Native integration exists with BoldTrail CRM — that’s the same company. For other CRMs including Follow Up Boss and Lofty, integration runs through Zapier or custom API connection. If you’re heavily invested in a specific CRM, verify the integration path before committing to Brokermint.
What about Lone Wolf? Why isn’t it the top recommendation?
Lone Wolf brokerWOLF is the right tool for enterprise franchises. At a 15-30 agent independent brokerage, it’s overengineered, overpriced, and oversupported for the wrong audience — their support team is optimized for franchise operations, not independent operators. We focused on tools genuinely built for independent brokers, and Lone Wolf doesn’t belong in that category until you’re well past 50 agents or your franchise mandates it.
The Bottom Line
Run a 15-agent independent shop and pick the tool that fits your jurisdiction first, agent count second, and budget third.

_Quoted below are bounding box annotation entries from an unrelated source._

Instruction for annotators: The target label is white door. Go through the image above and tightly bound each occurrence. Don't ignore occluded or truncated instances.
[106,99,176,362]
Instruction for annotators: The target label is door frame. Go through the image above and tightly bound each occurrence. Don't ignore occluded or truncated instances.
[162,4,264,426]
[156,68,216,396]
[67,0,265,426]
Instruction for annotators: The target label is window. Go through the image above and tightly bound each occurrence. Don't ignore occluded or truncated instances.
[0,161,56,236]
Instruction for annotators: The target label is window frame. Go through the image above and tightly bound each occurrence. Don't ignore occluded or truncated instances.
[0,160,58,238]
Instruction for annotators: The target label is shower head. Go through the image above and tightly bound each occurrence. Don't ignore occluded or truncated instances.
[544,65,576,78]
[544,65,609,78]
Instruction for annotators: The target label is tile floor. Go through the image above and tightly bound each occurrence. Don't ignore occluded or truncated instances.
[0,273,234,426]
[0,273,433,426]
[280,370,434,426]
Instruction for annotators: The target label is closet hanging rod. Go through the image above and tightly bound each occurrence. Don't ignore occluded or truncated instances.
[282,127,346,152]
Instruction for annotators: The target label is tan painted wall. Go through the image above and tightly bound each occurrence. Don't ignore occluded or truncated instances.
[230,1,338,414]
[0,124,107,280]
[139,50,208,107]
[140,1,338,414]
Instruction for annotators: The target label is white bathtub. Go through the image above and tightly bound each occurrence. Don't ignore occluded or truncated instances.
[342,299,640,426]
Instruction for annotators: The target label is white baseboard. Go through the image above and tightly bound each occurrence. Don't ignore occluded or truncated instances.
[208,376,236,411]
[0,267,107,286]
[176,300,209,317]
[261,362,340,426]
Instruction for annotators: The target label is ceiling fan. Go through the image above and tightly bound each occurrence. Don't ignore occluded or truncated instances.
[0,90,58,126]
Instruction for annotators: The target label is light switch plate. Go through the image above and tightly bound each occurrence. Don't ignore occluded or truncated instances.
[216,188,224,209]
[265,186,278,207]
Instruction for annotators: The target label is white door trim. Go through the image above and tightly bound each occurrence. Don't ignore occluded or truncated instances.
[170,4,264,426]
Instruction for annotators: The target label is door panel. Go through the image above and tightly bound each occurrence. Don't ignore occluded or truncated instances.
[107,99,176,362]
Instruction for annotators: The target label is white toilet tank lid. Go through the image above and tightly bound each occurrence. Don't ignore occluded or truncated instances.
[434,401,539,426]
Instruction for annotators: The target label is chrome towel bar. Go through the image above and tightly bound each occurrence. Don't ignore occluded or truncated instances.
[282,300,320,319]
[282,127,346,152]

BrokerSumo for solos under 15 agents in simple jurisdictions — low cost, low friction, does the job. Loft47 for Canadians and trust-heavy US states — the compliance depth is worth the premium and the learning curve. Brokermint for scaling 15-50 — the 1099 automation alone justifies it at that headcount.
Anything bigger than that, you’ve outgrown this list and probably need a dedicated back office hire alongside whatever software you choose. But for independent broker-owners who want commissions right and 1099s done without a crisis every January — these three tools solve the actual problem.